Oleh: Alda Muhsi
Media massa, khususnya media berbasis internet, yang sangat mudah diciptakan dan diakses jadi sasaran empuk para pelaku politik untuk melancarkan politik bisnisnya. Tujuannya bermacam-macam, seperti melawan berita-berita objektif yang menurunkan citra dan elektabilitas si pelaku politik dengan menerbitkan berita-berita baik tentangnya; menerbitkan berita-berita buruk lawan politiknya; dan ada pula yang menerbitkan berita-berita bohong/palsu/fitnah/hoaks perihal lawan politiknya agar menjatuhkan pamor rivalnya tersebut. Selain ketiga hal di atas, ada satu lagi yang paling parah yaitu cara mereka membingkai/membatasi sudut pandang berita, atau istilah asingnya framing.
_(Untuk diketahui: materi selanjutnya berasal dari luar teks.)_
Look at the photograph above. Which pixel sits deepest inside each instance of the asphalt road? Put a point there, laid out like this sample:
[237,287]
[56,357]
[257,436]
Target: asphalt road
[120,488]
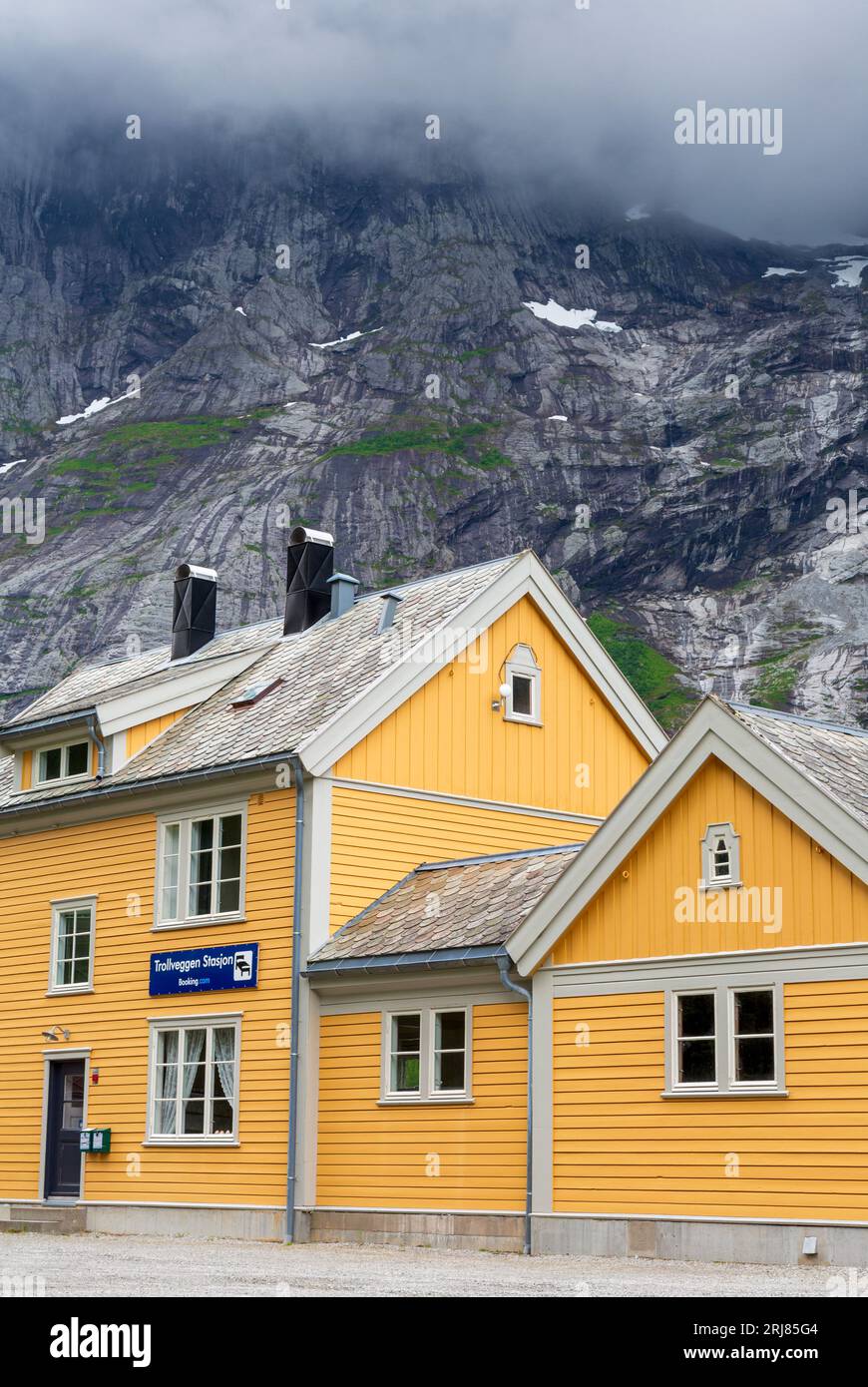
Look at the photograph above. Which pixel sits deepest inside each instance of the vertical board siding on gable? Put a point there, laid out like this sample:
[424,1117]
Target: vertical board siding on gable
[139,736]
[373,1156]
[116,860]
[619,1148]
[634,917]
[379,838]
[447,738]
Eksistensi media massa cetak dan elektronik yang sekarang ini tertinggal jauh dari media online menjadi nilai tambah bagi pelaku media online untuk “menjual diri” kepada para pelaku politik. Proposal pekerjaannya dapat dengan mudah menarik perhatian para pelaku politik. Di sinilah praktik politik bisnis mulai berjalan. Tukar tambah kebutuhan, ganti untung kepentingan.
Dalam bisnis selalu ada untung dan rugi, ketika pelaku politik dan media online sama-sama untung, pertanyaannya siapa yang rugi? Ya, tentu saja rakyat. Salah satu kerugiannya rakyat tidak mendapatkan informasi yang benar mengenai persoalan politik yang sedang terjadi di negeri ini. Rakyat disuguhkan berita-berita yang tidak terlalu penting, sedangkan berita-berita yang harusnya diterima justru tidak dimunculkan. Jelas ini sebuah pengingkaran terhadap sistem demokrasi yang kita anut. Pertanyaan selanjutnya bagaimana reaksi kita terhadap permasalahan ini?
Berulang-ulang kita mendengar seruan: jadilah rakyat yang bijak! Menghadapi politik baiknya kita memiliki sikap skeptis. Begitu juga ketika menerima berita-berita atau informasi dari media online. Jangan cepat percaya dan jangan mudah teperdaya. Selalu waspada. Oleh karena media massa adalah jantung demokrasi dan politik adalah paru-paru negara, maka peliharalah mereka agar tetap berfungsi sebagaimana mestinya.